= Alberto Urroz =

Alberto Urroz (born 22 June 1970 in Pamplona) is a Spanish classical pianist, who began his musical education at home. He studied piano with Joaquín Soriano at the Madrid Royal Conservatory. Later, he moved to Israel to study with Pnina Salzman at the Tel Aviv University, and subsequently, on a Navarre state scholarship, with Oxana Yablonskaya in New York City. Other teachers include Solomon Mikowsky and Donn-Alexander Feder at Manhattan School of Music in New York, and masterclasses with György Sándor (Zumaia), Fanny Waterman (Valencia), Ena Bronstein Barton (Princeton) and Ana María Trenchi (NYC). He performs as a soloist throughout Europe, Asia and the USA in such venues as Carnegie Hall in New York, Sejong Center in Seoul and the Festival Internacional de Santander and Peralada in Spain.
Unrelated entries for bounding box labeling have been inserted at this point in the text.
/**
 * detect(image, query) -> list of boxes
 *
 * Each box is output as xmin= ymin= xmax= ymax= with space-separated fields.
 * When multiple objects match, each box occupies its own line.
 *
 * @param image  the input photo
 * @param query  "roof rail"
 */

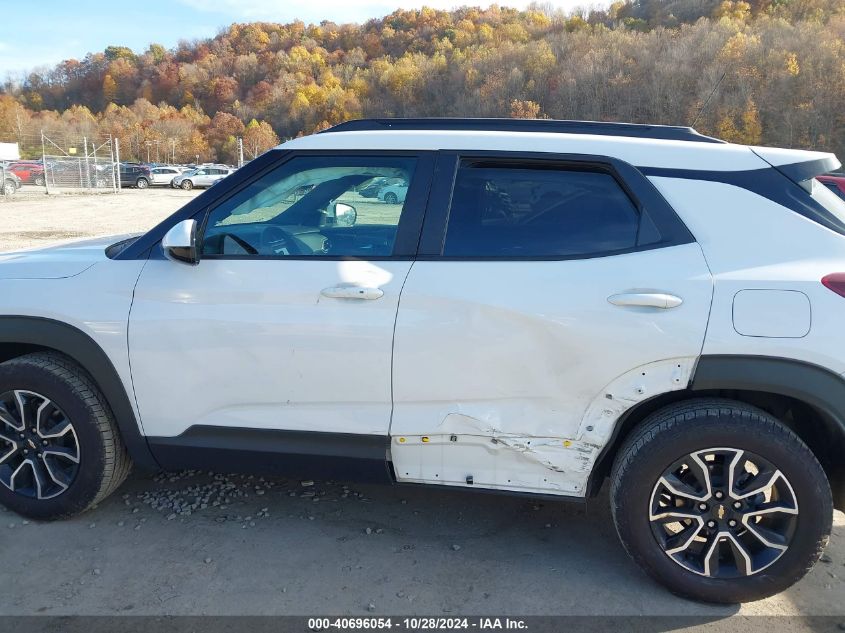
xmin=320 ymin=117 xmax=725 ymax=143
Urroz is piano professor at the Alfonso X el Sabio University, Musical Arts Madrid and Arturo Soria Conservatory in Madrid, is founder and since 2004 artistic director and founder of the Mendigorría International Music Festival in Spain, is president of the European Piano Teachers Association EPTA Spain since 2018, and is the cofounder and artistic director of the Madrid Shigeru Kawai Piano Competition (2019). Urroz has recorded works by D. Scarlatti, M. Sánchez Allú, I. Albéniz, Granados, de Falla and Mompou for Ibs Classical.